The Imperial Presidency

by Ian Huyett


People are often surprised to hear that I voted for Barack Obama in 2008. Obama and McCain, however, had nearly identical policies on the environment, the drug war, gay marriage, Israel, immigration and Iran. I decided on Obama after I heard the candidates’ differing stances on the War in Iraq.

McCain infamously remarked that he’d be willing to “maintain a presence” in Iraq for 100 years. In contrast, then-Senator Obama said on Oct. 27, 2007, “I will promise you this. If we have not gotten our troops out by the time I am president, it is the first thing I will do. I will get our troops home. We will bring an end to this war.” He gave us a withdrawal date of about 16 months and insisted “we will not have permanent bases there.”

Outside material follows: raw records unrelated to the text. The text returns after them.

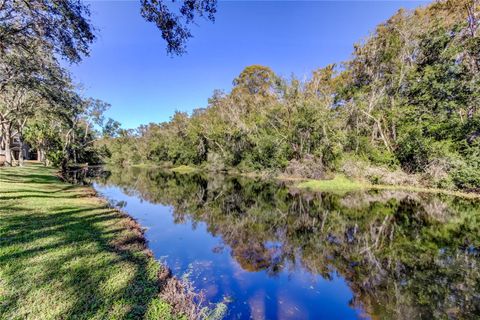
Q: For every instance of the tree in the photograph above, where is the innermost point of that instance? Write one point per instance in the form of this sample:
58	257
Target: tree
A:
174	26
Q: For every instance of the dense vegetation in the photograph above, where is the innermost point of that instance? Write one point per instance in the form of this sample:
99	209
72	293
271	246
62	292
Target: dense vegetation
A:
404	255
404	109
40	106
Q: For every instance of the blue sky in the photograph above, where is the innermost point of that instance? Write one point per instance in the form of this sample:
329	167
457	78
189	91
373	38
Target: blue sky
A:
129	68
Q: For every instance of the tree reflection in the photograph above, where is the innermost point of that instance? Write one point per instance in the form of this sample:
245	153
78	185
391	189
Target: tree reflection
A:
404	255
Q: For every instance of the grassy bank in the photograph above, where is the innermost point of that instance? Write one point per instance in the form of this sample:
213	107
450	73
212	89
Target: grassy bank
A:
64	254
342	184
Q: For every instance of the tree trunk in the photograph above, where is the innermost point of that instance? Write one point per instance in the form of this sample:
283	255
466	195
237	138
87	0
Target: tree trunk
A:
8	153
7	140
20	153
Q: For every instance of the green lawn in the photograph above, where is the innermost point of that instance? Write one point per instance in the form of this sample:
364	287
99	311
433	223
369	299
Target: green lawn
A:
65	255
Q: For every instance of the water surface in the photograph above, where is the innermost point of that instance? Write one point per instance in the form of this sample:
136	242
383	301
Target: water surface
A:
275	252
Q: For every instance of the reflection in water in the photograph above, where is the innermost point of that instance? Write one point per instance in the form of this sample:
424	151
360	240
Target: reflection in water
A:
279	253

The website obamabodycount.org reports that, since Obama’s election, our bloody and futile occupation of Iraq has claimed the lives of roughly 10,000 Iraqi civilians and hundreds of American soldiers. In fact, President Obama’s stated plan is the opposite of candidate Obama’s promise: 50,000 troops consigned to remain indefinitely on permanent bases. He might as well have said “gotcha” at his inauguration. At least McCain’s “100 years” promise was honest.

Interestingly, Obama’s base doesn’t seem to care that he said one thing and did another. A study by Heaney and Rojas found that attendance at anti-war protests has declined by more than 90 percent since Obama took office. Quinnipiac Polls show that in 2010, 78 percent of Democrats said they approved of U.S. policy in Iraq, compared with only 22 percent in 2003. That means that more than 50 percent of Democrats either never had a principled stance against the war or, more disturbingly, reversed their position because of one man.

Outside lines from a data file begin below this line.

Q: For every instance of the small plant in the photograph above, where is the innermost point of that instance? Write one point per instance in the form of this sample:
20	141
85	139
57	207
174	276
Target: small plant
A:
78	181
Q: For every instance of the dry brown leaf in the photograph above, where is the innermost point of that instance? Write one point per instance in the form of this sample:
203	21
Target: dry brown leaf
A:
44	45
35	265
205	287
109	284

Have Republicans similarly changed their position? Dick Cheney certainly hasn’t. In a Jan. 17 interview with NBC, the former vice president praised Obama’s decisions to maintain Guantanamo, launch covert air wars in Pakistan and expand the Patriot Act. The only Republicans I hear opposing the war are those who did so before Hillary Clinton temporarily pretended to.

Increasing the debt more than every president in history combined, Obama has laid out a record-breaking war budget. The candidate for change hasn’t let the recession stop him from maintaining expensive military occupations around the world and financially supporting the same repressive regimes that Bush did. He even marked the acceptance of his peace prize with an unashamed defense of war a week after consigning an additional 30,000 soldiers to shed their blood in Afghanistan, where our ongoing military presence has become a recruiting tool for terrorists.

Saying that the President has little real power is a weak excuse. Last year, a Forbes study named Obama the second most powerful man on earth after Hu Jintao. The President can override Congress and issue executive orders, a power that Cornell University Law School describes as “almost limitless.” As commander in chief, Obama could wake up tomorrow morning and order a bombing run in Malaysia while having his coffee. The president has the final say in what the military does, and he can end wars with phone calls as surely as he can start them.

Saying that we should trust any secret information Obama may have obtained since his election isn’t much better. Many of the people I’ve heard employ this argument didn’t trust Bush’s invasion of Iraq any more than I did. Even if you view Obama as infallible, we can’t claim to have a representative system of government if the people get the opposite of what they voted for.

Since the administration of Woodrow Wilson, our government has policed the world at the expense of American tax dollars and lives. The founding fathers gave us a military to protect America, not serve as babysitters in 135 countries from Albania to Zimbabwe. Those more concerned with Obama himself than his policies should not discount the many Americans who still want the change they voted for.